Women still on the fringes: ZWRCN

Statistically speaking, women are still marginalised and measures should be put in place to correct gender imbalances, according to attendees of a gender stakeholder meeting held recently in Harare.

The majority of cross-border traders are women.
The majority of cross-border traders are women.

The Presidential Land Review Committee, set up to examine the impact and implementation of the 2000 land reform programme, noted that women did not benefit as much as their male counterparts.

Zimbabwe Women’s Resource Centre and Network reports that the accelerated land reform programme did not correct gender imbalances in land ownership, but focused on the ability not need, thereby disadvantaging women.

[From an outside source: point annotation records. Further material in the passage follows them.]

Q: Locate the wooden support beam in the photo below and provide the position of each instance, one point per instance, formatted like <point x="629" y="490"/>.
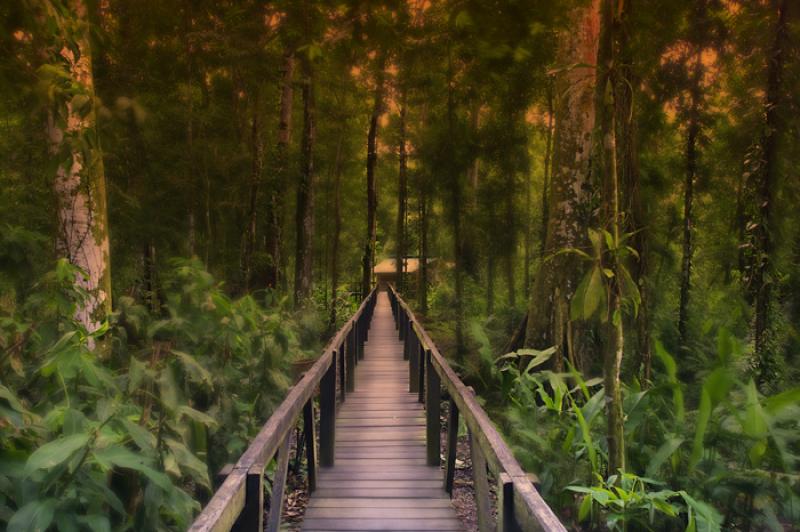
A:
<point x="351" y="361"/>
<point x="505" y="504"/>
<point x="413" y="356"/>
<point x="433" y="407"/>
<point x="452" y="447"/>
<point x="252" y="515"/>
<point x="327" y="416"/>
<point x="480" y="481"/>
<point x="423" y="362"/>
<point x="309" y="428"/>
<point x="278" y="488"/>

“Since 86% of women in the country live in the rural areas, where they depend on land for their livelihoods and families, women play a significant role in agriculture,” a representative from the organisation said.

Loans for women

Information from the Small Enterprises Development Corporation shows that women apply for loans in areas such as cross-border trading, general trading, vending, poultry and market gardening.

Economist, Floyd Kadete, said the loans revealed a discrepancy in terms of how women were socialized.

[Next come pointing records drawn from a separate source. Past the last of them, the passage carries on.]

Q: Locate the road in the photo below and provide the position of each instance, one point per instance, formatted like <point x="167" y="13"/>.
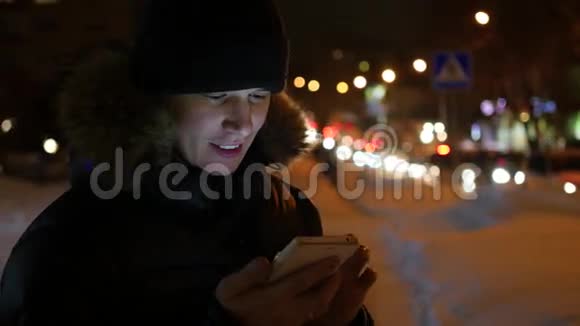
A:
<point x="507" y="258"/>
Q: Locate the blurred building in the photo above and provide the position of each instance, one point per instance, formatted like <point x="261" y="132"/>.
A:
<point x="41" y="41"/>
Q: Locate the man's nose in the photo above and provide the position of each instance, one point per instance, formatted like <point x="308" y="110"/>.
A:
<point x="239" y="117"/>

“They were made to think that these are ‘feminine’ areas and they think that they can sustain the pressure. It’s a stereotype and most women never thought they were marginalising themselves,” said Kadete. “Statistics show that most women are employed in the informal sector where labour segregation is rife. Most women in the informal economy concentrate on buying vegetables, sweets and clothing, and on cross-border trading. Men are involved in what has been termed ‘small to medium enterprises’ such as carpentry, welding, tailoring, construction and sculpture, which receive support from the Ministry of Small to Medium Enterprises as they are viewed as sustainable and profitable,” he said.

Information from ZWRCN also shows that women have been sidelined in politics and decision making as only 17% of House of Assembly representatives is female and there are only five female traditional chiefs.

Sociologist lecturer and social commentator, Pardon Taodzera, blamed the patriarchal system in Zimbabwe for the continued marginalisation of women.

“The persistence of gender inequalities is prescribed by tradition, culture and religion. Culturally, a woman is expected to be dependent, submissive, well-mannered, hard working and conservative while a man is expected to be the opposite,” he said.

Erratic implementation

Although a lot needs to be done to address gender based imbalances, the government made significant strides by passing laws such as Sex Disqualification Act which allowed women to hold public office, the Equal Pay legislation and the Labour Relations act. However, social commentators said the implementation of the laws had been erratic.